What is the equivalent of 'tf.keras.layers.experimental.preprocessing.Normalization' in Pytorch

I am trying to switch my model from tensorflow-keras to pytorch but I faced a problem. I have “tf.keras.layers.experimental.preprocessing.Normalization” in my model as a layer, so the model will save the mean and std as model parameters. Therefore, when it comes to testing, I can use these data to normalize my test_set. I do that because I want my trained model be usable with different users who don’t have access to the whole training data.

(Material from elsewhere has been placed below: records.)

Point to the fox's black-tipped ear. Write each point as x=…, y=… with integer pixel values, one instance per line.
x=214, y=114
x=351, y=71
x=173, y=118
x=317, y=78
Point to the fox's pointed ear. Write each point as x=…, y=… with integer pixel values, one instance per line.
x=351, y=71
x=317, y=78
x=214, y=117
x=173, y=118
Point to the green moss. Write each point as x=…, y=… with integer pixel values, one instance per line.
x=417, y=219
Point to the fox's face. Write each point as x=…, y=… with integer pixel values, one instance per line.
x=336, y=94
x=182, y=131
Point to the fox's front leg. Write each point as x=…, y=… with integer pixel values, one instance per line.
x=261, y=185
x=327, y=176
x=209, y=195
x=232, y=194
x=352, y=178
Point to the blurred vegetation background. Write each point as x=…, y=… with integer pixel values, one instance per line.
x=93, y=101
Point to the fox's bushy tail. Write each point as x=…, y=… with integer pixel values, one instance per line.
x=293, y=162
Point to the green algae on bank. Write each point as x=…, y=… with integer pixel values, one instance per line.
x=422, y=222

How can I do the same thing in Pytorch?

The PyTorch way™ is to precompute these and provide the result (for use in torchvision.transforms.Normalize).

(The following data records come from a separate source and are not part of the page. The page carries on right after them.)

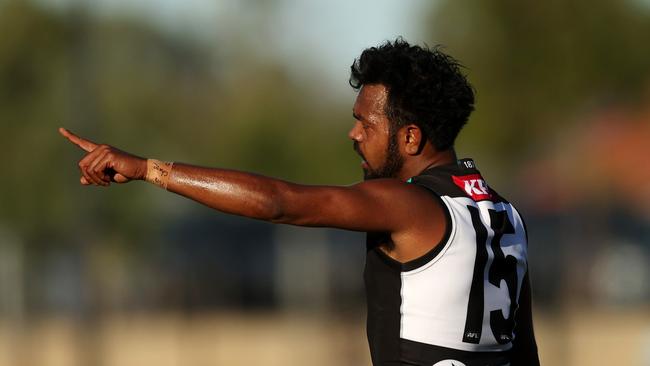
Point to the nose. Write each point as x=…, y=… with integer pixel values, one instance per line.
x=355, y=133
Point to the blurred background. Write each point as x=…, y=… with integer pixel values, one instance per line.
x=132, y=275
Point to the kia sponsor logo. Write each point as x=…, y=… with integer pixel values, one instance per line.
x=474, y=186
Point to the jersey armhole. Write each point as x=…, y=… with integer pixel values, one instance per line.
x=444, y=241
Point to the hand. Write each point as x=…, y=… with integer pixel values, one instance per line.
x=104, y=164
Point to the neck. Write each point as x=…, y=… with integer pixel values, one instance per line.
x=418, y=164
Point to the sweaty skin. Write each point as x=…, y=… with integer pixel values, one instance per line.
x=415, y=220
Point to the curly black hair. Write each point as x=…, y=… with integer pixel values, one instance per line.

I was going to link to the forums for an example for how to do the precomputation, but I got confused with what people iterating lots of versions supposedly less buggy than the previous and so here is a quick and dirty example to recompute the dataset mean and std for CIFAR (you wouldn’t need that, because you can just compute mean and std in the dataset in one go, but this lets you check). The algorithm basically is the Welford-generalization to more than one thing in the update.

import torchvision
import torch.utils.data

ds = torchvision.datasets.CIFAR10('/mnt/data/vision/cifar10', transform=torchvision.transforms.ToTensor())
dl = torch.utils.data.DataLoader(ds, batch_size=1024)

count = 0
mean = torch.zeros((3,), dtype=torch.double)
M2 = torch.zeros((3,), dtype=torch.double)
for im, lab in dl:
    # https://en.wikipedia.org/wiki/Algorithms_for_calculating_variance#Parallel_algorithm
    im = im.to(dtype=torch.double)
    batch_count = im.size(0)
    batch_mean = im.mean(dim=(0, 2, 3))
    batch_M2 = im.var(dim=(0, 2, 3)) * batch_count
    delta = batch_mean - mean
    mean += delta * batch_count / (count + batch_count)
    M2 += batch_M2 + delta ** 2 * count * batch_count / (count + batch_count)
    count += batch_count
    
std = (M2 / count)**0.5

# for CIFAR, we can check
assert (torch.from_numpy(ds.data/255).mean(dim=(0, 1, 2)) - mean).abs().max() < 1e-6
assert (torch.from_numpy(ds.data/255).std(dim=(0, 1, 2)) - std).abs().max() < 1e-6

Best regards

Thomas

1 Like

Thanks Thomas. I also thought of logging the mean and std when I train my model and provide them as meta data to the user who is going to use the trained model for his/her test set, so s/he can use the transofrm to normalzie before feeding them to the pre trained model.